The other day someone sent me a great Twitter thread where a strategy expert explained why he doesn’t do consultancy: namely because, in his view, there is no such thing as strategy consultancy.
You should check out the thread as it’s pretty entertaining, but in essence his argument was that strategy and execution aren’t divisible, so you cannot have a different person “doing the strategy” to the one executing. In his view this makes about as much sense as getting somebody to “play a game of chess on your behalf” – admittedly a pretty ridiculous concept.
If you’re strategising you’re executing, and if you’re executing you’re strategising, so where precisely does consultancy ever enter into it?
Hmm, interesting stuff.
Naturally as a “strategy consultant” I am duty bound to disagree, but I was wondering why I disagree. I don’t simply think he’s wrong. Indeed, quite the opposite. I think he’s right. In fact I think everyone is right almost all the time. Disagreements don’t arise when one person is right and the other is wrong – instead they arise when two people are looking at different parts of reality, and explaining what they see. If you zoom out far enough, the differences resolve, and you can see that there was in fact no disagreement at all.
So I wanted to try the same thing here – to explain why the author of this thread is right, and yet also why strategy consultancy is completely viable. And to do this, we must tease apart two different “versions” of strategy which are often confused, and can be explained by two different analogies:
I’ll start with “chess strategy” which, obviously, is the one referenced in the thread.
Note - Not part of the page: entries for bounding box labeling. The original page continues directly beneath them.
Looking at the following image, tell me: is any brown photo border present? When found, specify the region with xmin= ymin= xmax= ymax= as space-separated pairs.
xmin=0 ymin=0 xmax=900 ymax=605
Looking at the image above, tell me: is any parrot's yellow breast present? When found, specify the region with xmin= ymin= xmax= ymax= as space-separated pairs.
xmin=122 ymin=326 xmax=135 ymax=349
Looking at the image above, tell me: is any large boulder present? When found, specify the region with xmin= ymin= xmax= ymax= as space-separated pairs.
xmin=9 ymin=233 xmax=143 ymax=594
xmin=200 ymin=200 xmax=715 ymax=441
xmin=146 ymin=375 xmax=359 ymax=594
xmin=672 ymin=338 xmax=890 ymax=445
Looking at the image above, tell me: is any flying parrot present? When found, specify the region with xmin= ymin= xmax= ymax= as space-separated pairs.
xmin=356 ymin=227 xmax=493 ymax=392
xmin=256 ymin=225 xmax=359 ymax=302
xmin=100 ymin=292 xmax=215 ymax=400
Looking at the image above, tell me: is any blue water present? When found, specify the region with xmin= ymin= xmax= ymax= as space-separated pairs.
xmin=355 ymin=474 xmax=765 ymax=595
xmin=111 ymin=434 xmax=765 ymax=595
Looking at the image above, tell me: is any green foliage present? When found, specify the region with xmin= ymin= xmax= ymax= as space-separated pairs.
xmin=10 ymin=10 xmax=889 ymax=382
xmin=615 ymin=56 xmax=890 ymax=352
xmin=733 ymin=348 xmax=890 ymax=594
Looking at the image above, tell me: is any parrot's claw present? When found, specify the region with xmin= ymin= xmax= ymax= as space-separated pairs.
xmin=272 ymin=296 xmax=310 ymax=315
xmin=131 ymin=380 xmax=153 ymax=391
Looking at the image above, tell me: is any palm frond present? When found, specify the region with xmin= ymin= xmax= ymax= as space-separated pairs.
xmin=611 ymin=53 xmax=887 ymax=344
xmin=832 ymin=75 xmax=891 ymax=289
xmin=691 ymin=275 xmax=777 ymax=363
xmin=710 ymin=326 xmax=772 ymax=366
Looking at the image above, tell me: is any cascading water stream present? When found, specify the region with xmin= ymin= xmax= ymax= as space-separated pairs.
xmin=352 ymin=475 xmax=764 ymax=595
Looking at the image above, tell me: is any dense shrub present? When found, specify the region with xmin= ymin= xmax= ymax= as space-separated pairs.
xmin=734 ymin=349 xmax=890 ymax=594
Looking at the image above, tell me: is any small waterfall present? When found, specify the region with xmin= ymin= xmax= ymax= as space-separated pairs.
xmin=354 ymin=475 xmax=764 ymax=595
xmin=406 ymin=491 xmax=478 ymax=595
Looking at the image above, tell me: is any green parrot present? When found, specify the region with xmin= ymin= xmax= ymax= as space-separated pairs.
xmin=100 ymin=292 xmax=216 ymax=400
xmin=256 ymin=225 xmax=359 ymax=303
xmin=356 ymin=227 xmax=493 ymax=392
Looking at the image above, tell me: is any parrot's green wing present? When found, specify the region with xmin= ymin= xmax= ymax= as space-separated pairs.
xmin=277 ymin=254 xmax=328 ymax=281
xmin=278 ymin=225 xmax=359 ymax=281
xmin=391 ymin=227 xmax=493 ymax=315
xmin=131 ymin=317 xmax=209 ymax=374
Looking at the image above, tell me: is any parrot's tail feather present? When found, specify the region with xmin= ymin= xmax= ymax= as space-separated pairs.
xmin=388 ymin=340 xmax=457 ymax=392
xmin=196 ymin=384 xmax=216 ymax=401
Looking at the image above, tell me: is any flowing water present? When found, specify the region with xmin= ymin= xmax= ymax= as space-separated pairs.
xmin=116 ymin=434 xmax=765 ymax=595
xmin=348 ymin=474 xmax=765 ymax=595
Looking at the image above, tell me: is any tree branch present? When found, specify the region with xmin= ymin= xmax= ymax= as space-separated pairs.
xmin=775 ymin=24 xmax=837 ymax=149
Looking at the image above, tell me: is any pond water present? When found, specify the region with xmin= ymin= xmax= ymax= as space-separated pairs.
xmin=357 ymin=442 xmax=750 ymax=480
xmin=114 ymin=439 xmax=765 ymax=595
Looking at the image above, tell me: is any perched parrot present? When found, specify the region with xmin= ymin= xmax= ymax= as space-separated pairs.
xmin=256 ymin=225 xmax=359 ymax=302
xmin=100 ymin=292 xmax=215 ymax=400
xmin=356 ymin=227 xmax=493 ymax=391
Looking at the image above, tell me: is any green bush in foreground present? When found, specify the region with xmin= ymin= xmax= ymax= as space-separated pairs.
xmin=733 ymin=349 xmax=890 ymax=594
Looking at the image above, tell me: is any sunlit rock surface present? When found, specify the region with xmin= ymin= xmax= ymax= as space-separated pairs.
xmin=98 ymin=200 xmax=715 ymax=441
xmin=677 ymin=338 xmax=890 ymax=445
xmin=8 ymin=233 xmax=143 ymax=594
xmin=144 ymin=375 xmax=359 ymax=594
Chess strategy understands strategic behaviour to be akin to playing a game of chess; where you’re locked in a competitive battle with another party (i.e. another brand), and each of you make “moves” to try and gain advantage each other. The important thing to understand about chess strategy is that it breaks strategy down into granular actions (moves) spread over time, just like in a real game of chess. So your flow of action will look something like this:
Move 1: do X
Move 2: do Y
Move 3: do Z
In between each move the scenario (e.g. the market) changes, and so you have to re-strategise so you can plan for your next action.
Understood this way strategy is rolling process of perpetual analysis and adjustment based on unfolding circumstances. There isn’t really a single macro strategy per se, because you are called upon to be responsive. Yes, just like in a game of chess you might begin with a general strategic approach in mind, or you might follow a strategy for series of moves – but eventually this will be largely out of the window, since you’re “in play” now, and no plan survives contact with the enemy.
As you can see, when understood this way it is true that “strategic consultancy” isn’t entirely natural. Strategy requires a continual flow of move-adapt-move-adapt-move-adapt, which, if someone was to do it for you, would basically mean they’re doing your job.
(Even so I would argue that it’s beneficial to get strategic advice during this process so you have someone to bounce things around with and who can offer a different perspective – but that’s by the by)
Still, whether or not consultancy is right for chess strategy, it certainly is for our other version of strategy, “ecosystem strategy”.
Ecosystem strategy understands businesses as parts of a “natural ecosystem” (i.e. the market), within which they play a particular role, just as an organism does. For instance in nature bees do one “job”, wolves do another, and oak trees do another – and by the same token so do various businesses in a given market. In both cases the health and success of the organism/business is dictated by 1) understanding what its role is, and 2) doing that role effectively, in a manner that’s harmonious with the competitors around it.
So for a basic example, Jeep know that their role in the ecosystem is to make rugged off-road vehicles, and so provided they do that effectively they’ll continue to thrive. It would be “off strategy” if they were suddenly to make a natty little urban runaround.
Now where ecosystem strategy differs from chess strategy is that it is “one big idea” that the business keeps on referring to over time, rather than a sequence of smaller more changeable ideas. Whilst chess strategy assumes that the two players (businesses) are fundamentally the same at the start of play, ecosystem strategy assumes that they are distinct, and have totally different ways of being in the world – totally different “rules” by which they play. An ecosystem strategy determines who you are at an existential level – and as such what moves you are suited to going forwards.
In this scenario then strategy consultancy is totally viable, because the strategy (i.e. the role of the business in the ecosystem) is a general blueprint which can then be handed-over to execute. The consultant says “the overarching job of your business is X”, and then you are able to go and execute using that understanding as a guide.
Yes, once again we are confronted by the blurred definitions of the word “strategy”; the industry’s eternal curse.
It goes without saying that there is no either/or when it comes to chess and ecosystem strategies. You should do both. Jeep know what their overarching ecosystem strategy is, but they still play chess on a day-to-day basis. They still have to make a sequence of moves, each time adjusting to changed circumstances. It’s just that they make those moves as Jeep – not as some abstracted generic “company”.
Strategy then is both “fixed” and “ever changing”. It is an interplay between what you can do at this moment in time and who you are. Neglect either one of these and you’re only doing half a job – whether you’ve got a consultant helping you, or not.